I knew at the beginning of the season last year that Alabama would win the (mythical) national championship, and said so. They were due, after having come so close the year before. It didn’t hurt that they were loaded with young talent (Mark Ingram, Julio Jones, Javier Arenas, Rolando McClain, etc) that had enjoyed a year to mature. I remember offering two predictions to one of my son’s great aunts who was a big Alabama fan and had called to see how he was doing: My son would survive the transplant and Alabama would win the BCS championship. He did and they did.
Now, as Auburn so often does in response to Alabama’s successes, they are enjoying some success of their own. There is nothing that motivates Auburn to succeed like a bit of success down in Tuscaloosa. Never underestimate the depth of hatred Auburn supporters have for Alabama. They’ve been Bama’s poorer cousins ever since their founding a few decades after Alabama’s.
For my son’s sake, and to prove that I don’t let my biases blind me to reality, here’s my prediction: Unless Cam Newton gets his leg broken against UT-Chattanooga this weekend, or something similar, he’s a shoo-in for the Heisman, and Auburn is a going to make it to the BCS championship game. Nobody in the SEC can stop Auburn’s offense with Newton at quarterback. Nobody.
For the BCS championship, Auburn will play the Oregon Ducks (my son’s other favorite team) in an offensive bonanza that will yield a score that looks more basketball-ish than football. Auburn will win 72-70 on a pair of free throws. (When Alabama played Texas in the BCS championship last season, I too had two favorites in the game–Alabama, where I got my undergraduate degree, and Texas, where I got the law degree. I rooted for Alabama. I’m pretty sure my son will be rooting for Auburn.)
Alabama, on the other hand, is not very good this year. I thought at the beginning of the year that they might make a run for greatness, but come up short (no team in the modern era is likely to win back-to-back BCS championships). After watching them play thus far, I’d say they will go into the Auburn game with at least one more loss, perhaps two, and will add Auburn to the loss tally. LSU will probably beat them this weekend, and Mississippi State might just do the same the following weekend. Both LSU and Mississippi State are good, not great, teams, but they will bring their best against Alabama, and Alabama just does not have the interior line dominance that they enjoyed last season. On both sides of the ball, Alabama’s lineman regularly get whipped. Bama’s offensive line is why Ingram won the Heisman and Bama the BCS championship last year. This year, the line looks as if somebody stole their steroids or something.
Even pathetic Tennessee could move the ball on Alabama’s defense. Though only able to score ten points, Tennessee moved the ball up and down the field on Bama, usually self-destructing before getting to the end zone. For Auburn, it will be a cakewalk. Auburn 55, Bama 28 is about what I’d expect in the Iron Bowl.
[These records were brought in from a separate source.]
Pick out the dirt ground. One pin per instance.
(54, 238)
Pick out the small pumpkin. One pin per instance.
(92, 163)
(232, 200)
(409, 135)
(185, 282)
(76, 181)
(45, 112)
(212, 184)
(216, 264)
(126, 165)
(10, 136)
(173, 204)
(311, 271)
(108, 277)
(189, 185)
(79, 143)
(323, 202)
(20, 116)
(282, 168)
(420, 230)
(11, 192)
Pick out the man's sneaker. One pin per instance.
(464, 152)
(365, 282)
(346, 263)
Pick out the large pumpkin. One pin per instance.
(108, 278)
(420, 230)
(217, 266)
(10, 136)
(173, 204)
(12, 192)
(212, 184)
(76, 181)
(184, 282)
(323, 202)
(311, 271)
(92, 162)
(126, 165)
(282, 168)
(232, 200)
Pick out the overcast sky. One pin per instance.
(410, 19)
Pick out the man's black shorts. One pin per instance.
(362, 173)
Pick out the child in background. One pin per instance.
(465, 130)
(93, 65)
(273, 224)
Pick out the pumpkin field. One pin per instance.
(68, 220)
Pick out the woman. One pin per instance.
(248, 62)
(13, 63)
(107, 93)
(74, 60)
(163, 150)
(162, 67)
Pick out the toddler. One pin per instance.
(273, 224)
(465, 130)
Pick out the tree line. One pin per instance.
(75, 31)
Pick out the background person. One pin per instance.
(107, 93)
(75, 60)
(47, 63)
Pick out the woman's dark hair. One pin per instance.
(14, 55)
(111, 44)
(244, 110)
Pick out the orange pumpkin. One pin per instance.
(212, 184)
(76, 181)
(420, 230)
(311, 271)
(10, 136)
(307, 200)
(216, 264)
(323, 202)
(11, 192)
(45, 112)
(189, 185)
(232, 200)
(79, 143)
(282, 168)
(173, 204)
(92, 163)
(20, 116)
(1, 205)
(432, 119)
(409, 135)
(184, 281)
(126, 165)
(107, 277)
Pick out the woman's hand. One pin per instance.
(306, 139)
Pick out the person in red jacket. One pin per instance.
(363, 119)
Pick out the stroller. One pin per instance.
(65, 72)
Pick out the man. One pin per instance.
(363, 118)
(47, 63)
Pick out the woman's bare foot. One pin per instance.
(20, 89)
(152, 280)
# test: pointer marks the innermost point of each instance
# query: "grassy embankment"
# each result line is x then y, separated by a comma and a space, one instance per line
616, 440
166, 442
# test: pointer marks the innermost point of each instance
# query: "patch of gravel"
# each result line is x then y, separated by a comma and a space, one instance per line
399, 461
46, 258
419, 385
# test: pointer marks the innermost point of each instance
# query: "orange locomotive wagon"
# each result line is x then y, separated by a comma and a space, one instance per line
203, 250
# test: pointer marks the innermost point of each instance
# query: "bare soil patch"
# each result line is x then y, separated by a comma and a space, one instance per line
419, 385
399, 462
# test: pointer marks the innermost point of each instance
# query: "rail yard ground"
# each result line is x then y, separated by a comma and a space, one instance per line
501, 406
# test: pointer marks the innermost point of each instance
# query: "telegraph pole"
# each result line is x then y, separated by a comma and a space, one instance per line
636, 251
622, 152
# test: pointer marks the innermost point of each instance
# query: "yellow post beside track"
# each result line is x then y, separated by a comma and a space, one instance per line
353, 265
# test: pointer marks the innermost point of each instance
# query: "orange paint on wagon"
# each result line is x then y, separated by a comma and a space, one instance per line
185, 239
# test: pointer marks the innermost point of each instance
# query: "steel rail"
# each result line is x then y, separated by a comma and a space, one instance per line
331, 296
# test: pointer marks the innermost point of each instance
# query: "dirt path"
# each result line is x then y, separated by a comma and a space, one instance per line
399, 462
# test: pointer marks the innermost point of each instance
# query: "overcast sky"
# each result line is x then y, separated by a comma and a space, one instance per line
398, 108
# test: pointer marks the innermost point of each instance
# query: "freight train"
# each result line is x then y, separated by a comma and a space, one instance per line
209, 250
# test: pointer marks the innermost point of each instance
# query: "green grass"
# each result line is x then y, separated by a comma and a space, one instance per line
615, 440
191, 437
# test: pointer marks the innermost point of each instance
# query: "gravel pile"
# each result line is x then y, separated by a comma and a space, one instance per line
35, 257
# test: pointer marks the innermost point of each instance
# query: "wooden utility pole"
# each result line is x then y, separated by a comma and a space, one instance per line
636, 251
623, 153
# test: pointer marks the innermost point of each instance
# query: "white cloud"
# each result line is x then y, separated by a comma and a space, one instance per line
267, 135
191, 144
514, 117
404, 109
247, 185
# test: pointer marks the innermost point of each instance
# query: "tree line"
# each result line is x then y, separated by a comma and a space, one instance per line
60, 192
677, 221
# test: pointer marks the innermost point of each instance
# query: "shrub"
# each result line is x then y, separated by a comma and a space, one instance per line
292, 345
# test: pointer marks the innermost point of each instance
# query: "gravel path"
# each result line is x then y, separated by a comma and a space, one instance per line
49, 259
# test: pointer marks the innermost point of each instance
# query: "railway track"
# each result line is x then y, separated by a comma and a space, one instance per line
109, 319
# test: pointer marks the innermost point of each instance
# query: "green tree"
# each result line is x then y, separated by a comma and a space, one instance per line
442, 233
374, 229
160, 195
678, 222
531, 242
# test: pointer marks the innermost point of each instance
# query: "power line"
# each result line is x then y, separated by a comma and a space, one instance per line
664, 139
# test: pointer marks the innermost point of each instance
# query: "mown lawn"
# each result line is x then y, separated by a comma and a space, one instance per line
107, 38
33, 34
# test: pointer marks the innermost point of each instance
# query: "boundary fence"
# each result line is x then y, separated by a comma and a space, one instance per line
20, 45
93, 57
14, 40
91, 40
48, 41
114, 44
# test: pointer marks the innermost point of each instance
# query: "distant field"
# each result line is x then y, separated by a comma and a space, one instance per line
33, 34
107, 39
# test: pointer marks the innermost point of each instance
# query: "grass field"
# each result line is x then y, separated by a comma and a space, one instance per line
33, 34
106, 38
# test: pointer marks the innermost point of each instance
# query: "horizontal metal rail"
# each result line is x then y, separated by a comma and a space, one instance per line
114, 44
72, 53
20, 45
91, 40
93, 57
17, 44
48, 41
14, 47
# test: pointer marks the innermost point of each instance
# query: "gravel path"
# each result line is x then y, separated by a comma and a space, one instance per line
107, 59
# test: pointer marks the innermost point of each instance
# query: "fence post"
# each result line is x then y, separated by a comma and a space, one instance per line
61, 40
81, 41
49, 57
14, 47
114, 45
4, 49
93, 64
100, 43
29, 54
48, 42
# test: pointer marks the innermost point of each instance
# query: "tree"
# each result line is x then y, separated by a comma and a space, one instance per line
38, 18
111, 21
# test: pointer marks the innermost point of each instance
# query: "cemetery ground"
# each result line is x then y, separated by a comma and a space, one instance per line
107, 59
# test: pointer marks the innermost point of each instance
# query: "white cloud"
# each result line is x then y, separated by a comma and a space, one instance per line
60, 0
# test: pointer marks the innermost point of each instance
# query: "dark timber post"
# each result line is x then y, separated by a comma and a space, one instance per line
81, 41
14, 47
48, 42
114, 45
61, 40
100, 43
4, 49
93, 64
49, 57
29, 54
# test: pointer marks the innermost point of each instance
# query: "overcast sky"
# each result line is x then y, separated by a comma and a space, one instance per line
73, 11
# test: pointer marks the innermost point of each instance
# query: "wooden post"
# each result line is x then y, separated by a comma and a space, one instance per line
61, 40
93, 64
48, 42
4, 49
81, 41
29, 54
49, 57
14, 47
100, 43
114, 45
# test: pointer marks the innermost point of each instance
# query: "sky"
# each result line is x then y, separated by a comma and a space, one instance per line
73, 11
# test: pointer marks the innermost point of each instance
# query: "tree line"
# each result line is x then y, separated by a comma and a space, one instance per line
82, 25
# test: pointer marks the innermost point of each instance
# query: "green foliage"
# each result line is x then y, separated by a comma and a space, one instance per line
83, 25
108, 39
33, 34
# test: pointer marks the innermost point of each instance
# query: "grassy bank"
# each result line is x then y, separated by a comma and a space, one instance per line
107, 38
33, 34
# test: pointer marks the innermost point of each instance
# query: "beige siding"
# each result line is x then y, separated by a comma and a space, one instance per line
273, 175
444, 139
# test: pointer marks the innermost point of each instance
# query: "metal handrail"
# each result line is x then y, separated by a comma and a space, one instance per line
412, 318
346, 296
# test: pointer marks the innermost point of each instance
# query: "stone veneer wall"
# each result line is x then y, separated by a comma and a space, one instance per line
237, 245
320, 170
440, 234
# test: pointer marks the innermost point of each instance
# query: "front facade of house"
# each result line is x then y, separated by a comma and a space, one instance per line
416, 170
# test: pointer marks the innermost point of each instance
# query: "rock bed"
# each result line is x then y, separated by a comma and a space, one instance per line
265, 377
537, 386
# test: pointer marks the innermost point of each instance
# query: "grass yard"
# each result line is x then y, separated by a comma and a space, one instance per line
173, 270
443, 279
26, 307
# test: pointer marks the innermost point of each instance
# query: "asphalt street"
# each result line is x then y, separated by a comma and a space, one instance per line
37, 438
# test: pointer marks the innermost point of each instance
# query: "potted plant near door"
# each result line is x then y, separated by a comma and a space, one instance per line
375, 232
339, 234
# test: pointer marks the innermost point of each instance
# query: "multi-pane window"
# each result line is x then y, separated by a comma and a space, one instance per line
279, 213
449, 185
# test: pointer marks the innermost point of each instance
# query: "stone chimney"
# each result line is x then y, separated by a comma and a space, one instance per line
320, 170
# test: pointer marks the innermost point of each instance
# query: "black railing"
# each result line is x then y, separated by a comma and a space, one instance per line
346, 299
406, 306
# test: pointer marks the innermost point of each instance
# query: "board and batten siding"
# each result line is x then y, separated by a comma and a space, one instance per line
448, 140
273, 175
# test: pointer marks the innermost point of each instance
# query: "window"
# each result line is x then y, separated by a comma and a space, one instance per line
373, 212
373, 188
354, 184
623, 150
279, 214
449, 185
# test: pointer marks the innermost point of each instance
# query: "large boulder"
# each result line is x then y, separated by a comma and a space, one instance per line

If Auburn and Oregon make it to the BCS championship on their offenses (
both defenses are mediocre at best Auburn’s defense is mediocre at best, Oregon’s is one of the best according to national rankings, but it’s their offensive firepower that steals the show), it will be one of the first instances that controverts the cliché that “defense wins championships”. Which is why I’m still a bit skeptical of both teams Auburn. All it would take to beat either one Auburn is to figure out a way to just slow down their offense. Auburn had scored on something like eight of ten possessions by the third quarter of last week’s game against Ol’ Miss. But defenses this year in the SEC are unusually weak, and Newton particularly presents a threat that most haven’t prepared for–a running quarterback with two very good running backs behind him, that is also an accurate passer.
It will be good and fun for my son if Auburn goes all the way. Auburn’s loss against Bama last year (we watched the game from his hospital room) kicked off his journey through a mental, physical and emotional hell. It would mean the stars aren’t always completely aligned against him if Auburn could go all the way. I would never let him know it, but deep in some placid reservoir of my soul, I’ll be rooting for them to do just that.